Significant business and architectural changes can happen with 10X improvements, but the real milestones upon which we measure progress in computer science, whether it is for compute, storage, or networking, come at the 1,000X transitions.

It has been nearly two decades since the “Roadrunner” hybrid Opteron-Cell was fired up at Los Alamos National Laboratory and broker through the petaflops barrier at 64-bit floating point precision. And, ignoring rumors that the Chinese government already has two exascale machines at FP64, for which no formal High Performance Linpack benchmark tests have been submitted, we can say unequivocally that the “Frontier” supercomputer built by Hewlett Packard Enterprise, using CPU and GPU motors from AMD, is the first machine to run HPL and prove it can do more than 1 exaflops at double precision floating point.

Some of us have been waiting decades for this moment. This scale, which has been very expensive and difficult to come by, gives researchers the ability to do larger and finer-grained simulations and an immense amount of AI training and inference as well, opening up all kinds of possibilities for the advancement of science and engineering.

Because the Chinese government has not submitted HPL benchmark results for its two machines, we now have to add another caveat to our analysis. We have three big caveats so far.

There will be more caveats, of this we are certain. For instance, as more and more HPC centers rent rather than buy a machine and plunk it into their own datacenters, we will have to put in a caveat that it has to be running work for the HPC center at least X percent of the time. We are not sure what the right X is as yet.

But that is something to consider for another day. Today, as the ISC 2022 supercomputing conference is being hosted in Hamburg, Germany and on the Intertubes for a lot of us, we celebrate new levels of performance coming into the HPC market and what, eventually, will be a trickle down effect that will make petascale computing for the rest of the HPC and AI markets more affordable and less power consuming.

The performance of the sum of all machines, the top machine, and the bottom machine on the Top 500 rankings have been remarkably steady for the past three decades. But there have been some tough times where the slogging was tougher and some other times when architectural changes and advanced made it easier, as you can see from the chart above.

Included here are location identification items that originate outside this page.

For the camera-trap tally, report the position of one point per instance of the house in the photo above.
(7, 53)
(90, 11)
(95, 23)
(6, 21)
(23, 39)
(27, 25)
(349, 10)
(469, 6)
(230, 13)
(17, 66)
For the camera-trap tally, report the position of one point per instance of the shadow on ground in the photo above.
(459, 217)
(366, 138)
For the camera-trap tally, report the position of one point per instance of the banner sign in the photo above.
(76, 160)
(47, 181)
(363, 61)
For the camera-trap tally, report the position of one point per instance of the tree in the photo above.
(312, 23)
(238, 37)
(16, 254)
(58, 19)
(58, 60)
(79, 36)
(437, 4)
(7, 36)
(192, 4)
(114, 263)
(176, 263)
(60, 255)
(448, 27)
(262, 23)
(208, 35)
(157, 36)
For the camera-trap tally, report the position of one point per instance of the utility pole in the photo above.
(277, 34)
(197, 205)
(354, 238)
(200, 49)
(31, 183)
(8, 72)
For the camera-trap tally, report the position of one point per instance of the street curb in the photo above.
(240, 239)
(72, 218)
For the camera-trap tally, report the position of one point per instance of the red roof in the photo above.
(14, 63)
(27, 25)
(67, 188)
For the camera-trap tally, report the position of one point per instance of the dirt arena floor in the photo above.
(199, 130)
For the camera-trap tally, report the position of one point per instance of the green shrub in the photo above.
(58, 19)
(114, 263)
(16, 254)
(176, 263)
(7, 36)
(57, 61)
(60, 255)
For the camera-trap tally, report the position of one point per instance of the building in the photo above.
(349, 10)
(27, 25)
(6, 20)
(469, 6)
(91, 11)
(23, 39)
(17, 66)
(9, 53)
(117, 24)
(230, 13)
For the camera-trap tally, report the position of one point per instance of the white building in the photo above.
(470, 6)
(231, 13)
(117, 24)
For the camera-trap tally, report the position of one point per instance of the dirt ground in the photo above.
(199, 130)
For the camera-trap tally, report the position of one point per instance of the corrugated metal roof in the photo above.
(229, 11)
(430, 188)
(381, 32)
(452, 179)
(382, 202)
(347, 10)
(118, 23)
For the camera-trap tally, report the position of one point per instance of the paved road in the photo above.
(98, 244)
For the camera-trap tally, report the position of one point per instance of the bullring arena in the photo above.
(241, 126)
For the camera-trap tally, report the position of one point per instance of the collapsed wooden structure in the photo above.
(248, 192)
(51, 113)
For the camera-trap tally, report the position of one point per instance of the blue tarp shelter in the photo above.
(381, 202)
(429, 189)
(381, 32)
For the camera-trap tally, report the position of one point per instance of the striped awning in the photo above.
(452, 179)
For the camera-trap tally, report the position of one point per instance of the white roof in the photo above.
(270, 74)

Note: As we went to press, the performance development chart for the June 2022 rankings (which are technically being announced in May, we know), had not been updated with the datapoint for Frontier or the new sum of performance or bottom system performance on the list. We added in Frontier to show that we are not back to above the exponential line performance. (We will update this chart when Top500 updates it.)

During the era of federated NUMA servers and massively parallel vector machines in the 1990s, the HPC industry fell behind the exponential growth in performance expected based on Moore’s Law advancements in chip manufacturing and Dennard scaling. But during the Linux-X86 cluster era, when multicore processors came into the market and compilers were written to take create advantage of them, we got back on the exponential curve and even exceeded it for a while. But when Dennard scaling of clocks stopped in the 2000s and then Moore’s Law increases in performance started to slow (and costs started to rise for compute engines), we did all kind of clever things to keep it all moving, but in 2016, even with GPU acceleration well established, we fell off the exponential curve again.

The Top10 systems are an excellent proxy for capability class supercomputing, and there is not a system on here, even those from vendors for their own use, that are not doing proper HPC and AI work as their day jobs. And their night jobs, too, now that we think on it. . . .

Frontier is, of course, at Oak Ridge National Laboratory, the largest scient and energy lab in the United States and funded by the US Department of Energy. We first learned of the early plans for Frontier in May 2019, when formerly independent supercomputer maker Cray landed the deal for a 1.5 exaflops “Shasta” system for $500 million plus another $100 million for non-recurring engineering costs. Importantly, the system design that won the procurement was based on Epyc CPUs and Instinct GPUs from AMD, a radical departure from the “Summit” pre-exascale system that was based on IBM’s Power9 processors and Nvidia V100 GPU accelerators. Also notably, Oak Ridge agreed to fund the development of a new HPC variant of Ethernet, which Cray (and now its parent HPE) calls Slingshot, based on its “Rosetta” switch and “Cassini” interface ASICs and which HPE says is at the heart of its HPC and AI ambitions. (Other HPC centers are also pairing the Shasta server designs with the Slingshot interconnect, which we will see in a second.)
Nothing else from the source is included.